What themes or schools of thought influenced the direction of your project?
It was essential for Dot Go to be an open-source platform. We wanted the community to be able to create their own custom use cases and share these with the rest of the world. Most computer vision models have been trained on datasets specific to the region of origin, for example, a model may have been trained on a strict dataset and this may not work so well in another region. Which is why we made it possible to contribute and add to the existing library of models. In this way, brands and companies can create specific use cases based on specific models for their workspaces. People don’t have to spend time and money to build their own accessibility solutions. They can simply build and share use cases on one platform.
What main features of Dot Go made the app resonate so much with your audience? What went into developing these features?
The core feature: any object can be connected to any action. This principle activates the environment and improves productivity like never before. It’s simple in that it uses “if this, then that” logic to turn every object into a trigger. To develop this feature, we created and compiled automation. This was made possible through the iOS Shortcuts app and deep links. Deep links are a special type of hyperlink that can be used to link directly to an app or a very specific part of a website.
Did you run into any issues or troubles while developing Dot Go? What steps did you take to overcome them?
We found that there are countless resources for computer vision datasets some more specific and some more general. In dealing with this abundance, we also realized that an open-source platform was the way to go—allowing the community to submit, curate, and share.

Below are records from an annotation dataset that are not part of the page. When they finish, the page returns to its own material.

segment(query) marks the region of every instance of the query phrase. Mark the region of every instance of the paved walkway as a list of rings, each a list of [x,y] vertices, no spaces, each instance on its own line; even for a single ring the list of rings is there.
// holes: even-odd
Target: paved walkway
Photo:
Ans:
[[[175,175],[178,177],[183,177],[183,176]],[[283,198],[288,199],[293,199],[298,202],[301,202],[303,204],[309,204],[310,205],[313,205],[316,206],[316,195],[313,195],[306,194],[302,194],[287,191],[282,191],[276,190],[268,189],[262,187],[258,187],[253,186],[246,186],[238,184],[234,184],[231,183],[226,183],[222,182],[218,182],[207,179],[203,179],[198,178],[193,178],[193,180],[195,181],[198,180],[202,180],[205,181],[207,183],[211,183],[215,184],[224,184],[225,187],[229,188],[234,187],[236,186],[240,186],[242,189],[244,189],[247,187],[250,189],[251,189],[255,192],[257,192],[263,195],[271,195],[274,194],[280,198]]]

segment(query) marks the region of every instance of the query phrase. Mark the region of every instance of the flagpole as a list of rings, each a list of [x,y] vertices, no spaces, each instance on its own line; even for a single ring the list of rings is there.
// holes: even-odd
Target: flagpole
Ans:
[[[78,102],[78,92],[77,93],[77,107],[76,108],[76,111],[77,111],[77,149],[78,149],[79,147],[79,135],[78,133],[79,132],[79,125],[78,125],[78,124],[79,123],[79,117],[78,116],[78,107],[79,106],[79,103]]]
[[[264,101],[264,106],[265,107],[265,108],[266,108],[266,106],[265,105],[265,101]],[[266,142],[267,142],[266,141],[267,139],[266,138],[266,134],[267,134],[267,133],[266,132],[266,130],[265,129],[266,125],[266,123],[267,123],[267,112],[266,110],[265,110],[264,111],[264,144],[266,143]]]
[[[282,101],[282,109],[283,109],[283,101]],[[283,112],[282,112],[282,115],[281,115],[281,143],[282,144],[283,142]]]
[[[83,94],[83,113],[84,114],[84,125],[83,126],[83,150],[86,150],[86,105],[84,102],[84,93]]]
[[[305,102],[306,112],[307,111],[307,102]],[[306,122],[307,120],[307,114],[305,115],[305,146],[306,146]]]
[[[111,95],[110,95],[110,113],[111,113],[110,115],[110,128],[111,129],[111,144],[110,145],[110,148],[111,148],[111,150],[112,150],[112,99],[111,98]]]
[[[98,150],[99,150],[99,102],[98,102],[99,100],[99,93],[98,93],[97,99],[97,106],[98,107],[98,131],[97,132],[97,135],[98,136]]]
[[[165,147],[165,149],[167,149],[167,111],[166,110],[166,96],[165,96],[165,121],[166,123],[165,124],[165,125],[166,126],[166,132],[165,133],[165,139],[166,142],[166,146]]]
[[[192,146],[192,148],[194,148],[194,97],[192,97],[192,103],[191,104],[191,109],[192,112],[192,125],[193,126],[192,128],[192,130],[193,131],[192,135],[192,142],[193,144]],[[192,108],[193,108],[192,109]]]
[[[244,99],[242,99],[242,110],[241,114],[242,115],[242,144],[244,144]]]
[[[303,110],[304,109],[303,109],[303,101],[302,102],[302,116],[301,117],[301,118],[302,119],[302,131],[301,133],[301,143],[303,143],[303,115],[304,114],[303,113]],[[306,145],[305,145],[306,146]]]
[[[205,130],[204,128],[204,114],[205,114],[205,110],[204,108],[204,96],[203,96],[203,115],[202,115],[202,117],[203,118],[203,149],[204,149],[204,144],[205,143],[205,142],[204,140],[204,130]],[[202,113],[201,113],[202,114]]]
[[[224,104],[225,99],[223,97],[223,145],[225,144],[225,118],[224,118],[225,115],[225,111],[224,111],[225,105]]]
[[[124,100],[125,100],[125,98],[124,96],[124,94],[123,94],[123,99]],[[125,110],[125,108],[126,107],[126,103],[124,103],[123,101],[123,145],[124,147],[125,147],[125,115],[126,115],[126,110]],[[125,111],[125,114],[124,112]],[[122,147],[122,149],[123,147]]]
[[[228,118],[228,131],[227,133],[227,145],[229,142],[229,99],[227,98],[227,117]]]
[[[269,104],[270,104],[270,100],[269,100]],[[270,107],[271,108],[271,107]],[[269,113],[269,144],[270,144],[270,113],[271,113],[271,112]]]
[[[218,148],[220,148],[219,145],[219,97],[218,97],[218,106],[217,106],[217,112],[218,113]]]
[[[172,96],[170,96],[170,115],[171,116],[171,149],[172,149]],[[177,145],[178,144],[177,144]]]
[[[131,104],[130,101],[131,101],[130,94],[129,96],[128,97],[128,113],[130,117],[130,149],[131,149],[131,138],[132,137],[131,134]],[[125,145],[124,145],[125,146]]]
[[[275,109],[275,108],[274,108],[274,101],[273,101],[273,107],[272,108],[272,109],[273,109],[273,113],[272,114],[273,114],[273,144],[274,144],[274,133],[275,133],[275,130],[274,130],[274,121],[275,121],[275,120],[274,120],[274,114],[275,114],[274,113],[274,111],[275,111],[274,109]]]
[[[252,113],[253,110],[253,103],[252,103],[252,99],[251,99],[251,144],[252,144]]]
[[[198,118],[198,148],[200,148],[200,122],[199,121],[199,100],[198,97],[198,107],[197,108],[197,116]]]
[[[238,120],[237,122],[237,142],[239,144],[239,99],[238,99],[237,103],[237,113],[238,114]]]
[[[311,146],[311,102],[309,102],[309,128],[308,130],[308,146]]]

Why did you choose an app as the medium for the project instead of others? How did this medium fit your narrative and goal for the project?
Portability was key. We wanted this extensive accessibility toolkit to fit in your pocket and be easy to activate on the go. Apart from that, an app was a clear choice considering the leaps of development made in improving the smartphone camera.

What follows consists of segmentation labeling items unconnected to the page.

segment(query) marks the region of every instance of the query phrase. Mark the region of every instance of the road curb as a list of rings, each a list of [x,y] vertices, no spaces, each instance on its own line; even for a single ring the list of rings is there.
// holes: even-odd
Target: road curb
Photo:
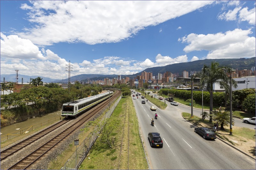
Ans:
[[[199,127],[199,126],[197,126],[197,125],[196,125],[196,124],[195,124],[195,123],[193,123],[193,122],[191,122],[190,121],[189,121],[188,120],[186,119],[185,119],[185,118],[184,118],[184,117],[183,116],[183,115],[182,115],[182,114],[181,114],[181,116],[182,116],[182,117],[183,117],[183,119],[185,119],[186,120],[186,121],[187,121],[188,122],[190,122],[190,123],[191,123],[191,124],[193,124],[193,125],[194,125],[195,126],[196,126],[196,127]],[[255,159],[255,158],[253,158],[253,157],[252,157],[252,156],[251,156],[251,155],[248,155],[248,154],[247,154],[247,153],[245,153],[245,152],[244,152],[243,151],[241,151],[241,150],[240,150],[240,149],[238,149],[238,148],[236,148],[236,147],[235,147],[235,146],[233,146],[233,145],[231,145],[231,144],[229,144],[228,143],[228,142],[226,142],[226,141],[224,141],[224,140],[222,140],[222,139],[221,139],[221,138],[220,138],[220,137],[217,137],[217,139],[219,139],[219,140],[220,140],[221,141],[222,141],[222,142],[224,142],[224,143],[225,143],[225,144],[227,144],[228,145],[229,145],[229,146],[231,146],[231,147],[232,147],[232,148],[234,148],[234,149],[236,149],[236,150],[237,150],[237,151],[239,151],[239,152],[240,152],[241,153],[243,153],[246,156],[248,156],[248,157],[250,157],[250,158],[252,158],[252,159],[254,159],[254,160],[256,160],[256,159]]]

Why did you choose a minimal design and layout for the app? What impact did this design choice have on the project as a whole?
The design of the app follows the accessibility principles of iOS development. We wanted the app to fit in the iOS ecosystem and be as simple as the Settings app of an iPhone. In doing so, we ensure that users can experience Dot Go’s features in a familiar interface.
What digital tools were instrumental in bringing the project together?
Apart from the general tools needed for developing any app (i.e., for interface design, software development, database, testing, tracking, and reporting), the Shortcuts app was one of the most important tools. It was a tool for both the creation and testing of automation. We also experimented with deep links for automation. What’s great about the automations is that we were even able to set up actions with smart home devices—thus achieving our vision for accessible spaces.
How has your Lovie-winning project impacted your work in this field?
With Dot Go, we’ve been able to reach businesses and organizations to develop custom solutions for their spaces. This project is integral to furthering Dot’s goal for assistive smart cities.
What does winning a Lovie Award mean to you?
It feels great to see Dot Go get this kind of recognition. We hope this helps grow our community and reach more people in need of apps like Dot Go.